HAWAI`I STATEHOOD VOTE FIXED!

The Maui News


Wendell Nakamura writes that "94 percent of the people of Hawai`i
voted yes to becoming the 50th state" in 1959.

Fact
check: Only 22 percent of the population even voted in the so-called plebiscite for statehood.

More importantly, though, are the questions of who was allowed to
vote, and for what.

Any U.S. citizen who had resided in the islands
for a year was allowed to vote, which included large numbers of American military servicemen and their families, who were essentially the occupation force that has held Hawai`i since the purported annexation in 1898.

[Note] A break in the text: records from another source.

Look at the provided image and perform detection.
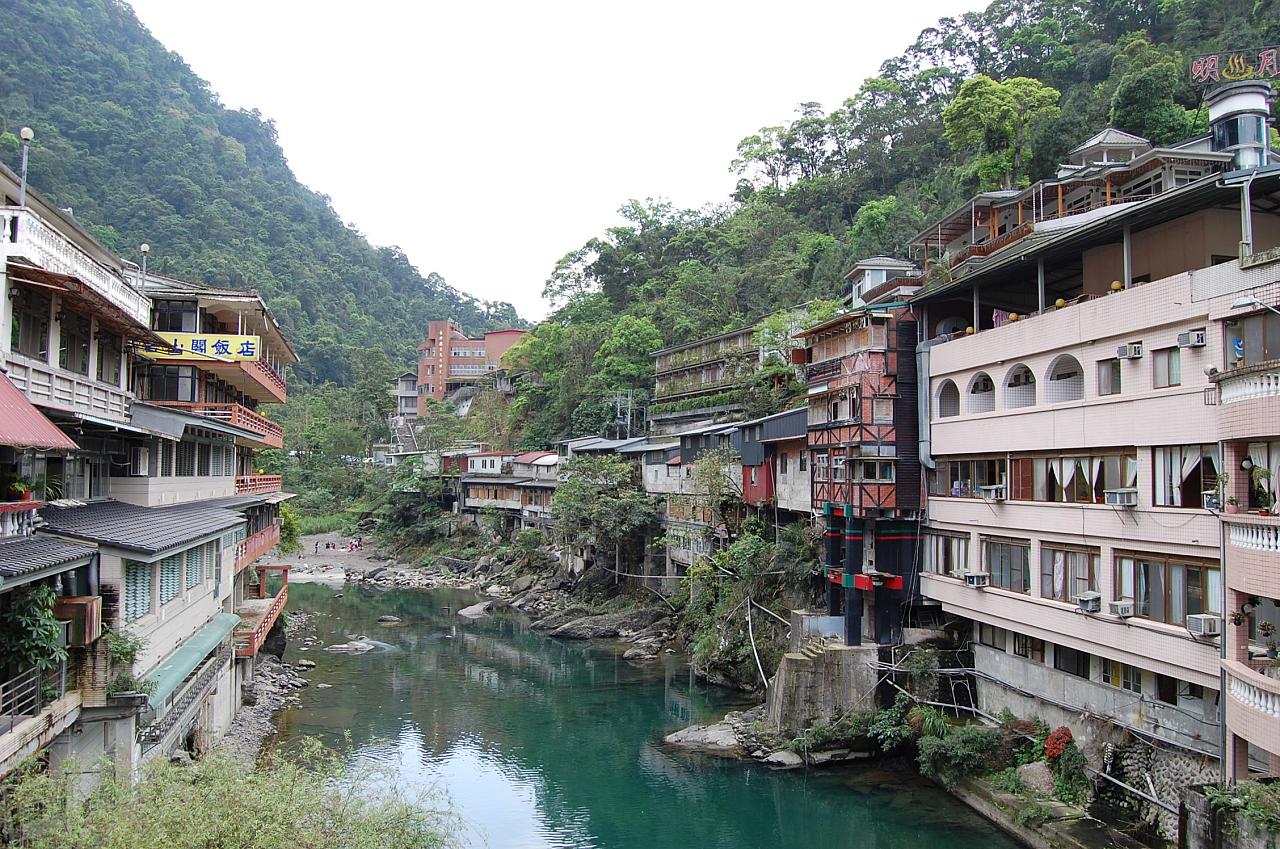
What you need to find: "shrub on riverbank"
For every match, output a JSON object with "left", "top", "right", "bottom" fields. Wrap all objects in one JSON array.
[{"left": 0, "top": 743, "right": 456, "bottom": 849}]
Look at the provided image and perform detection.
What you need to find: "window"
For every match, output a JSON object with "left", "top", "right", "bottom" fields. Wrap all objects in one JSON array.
[
  {"left": 1041, "top": 546, "right": 1101, "bottom": 602},
  {"left": 1116, "top": 554, "right": 1222, "bottom": 626},
  {"left": 1014, "top": 634, "right": 1044, "bottom": 663},
  {"left": 923, "top": 534, "right": 969, "bottom": 578},
  {"left": 1102, "top": 658, "right": 1142, "bottom": 693},
  {"left": 1053, "top": 645, "right": 1089, "bottom": 677},
  {"left": 1152, "top": 444, "right": 1219, "bottom": 510},
  {"left": 978, "top": 622, "right": 1009, "bottom": 652},
  {"left": 97, "top": 334, "right": 124, "bottom": 387},
  {"left": 124, "top": 560, "right": 151, "bottom": 622},
  {"left": 1152, "top": 348, "right": 1183, "bottom": 389},
  {"left": 58, "top": 310, "right": 91, "bottom": 375},
  {"left": 160, "top": 554, "right": 182, "bottom": 604},
  {"left": 1098, "top": 357, "right": 1120, "bottom": 394},
  {"left": 982, "top": 539, "right": 1032, "bottom": 593},
  {"left": 9, "top": 286, "right": 54, "bottom": 361}
]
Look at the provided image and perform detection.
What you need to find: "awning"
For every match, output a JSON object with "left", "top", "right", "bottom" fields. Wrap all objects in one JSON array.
[
  {"left": 0, "top": 374, "right": 79, "bottom": 451},
  {"left": 146, "top": 613, "right": 239, "bottom": 713}
]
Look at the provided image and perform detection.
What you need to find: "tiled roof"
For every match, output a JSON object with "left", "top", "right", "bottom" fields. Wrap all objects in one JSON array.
[
  {"left": 0, "top": 535, "right": 93, "bottom": 579},
  {"left": 41, "top": 501, "right": 244, "bottom": 554}
]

Imagine U.S. soldiers being allowed to vote in
Iraqi elections today!

The question on the ballot was: "Shall Hawai`i immediately be admitted
into the union as a state?" Yes or No?

Yet, the U.N. resolution
guiding the process for removal of territories from the List of Non-Self-Governing Territories under which Hawai`i was administered (Resolution 742) stated: "the manner in which Territories . . . can become fully self-governing is primarily through the attainment of independence."

Why was the option of independence not on the ballot in 1959?


But with the wrong question asked of the wrong population, even the
vote in 1959 was not a valid act of self-determination, and did nothing to legitimize the occupation or legally transfer Hawai`i's sovereignty to the United States.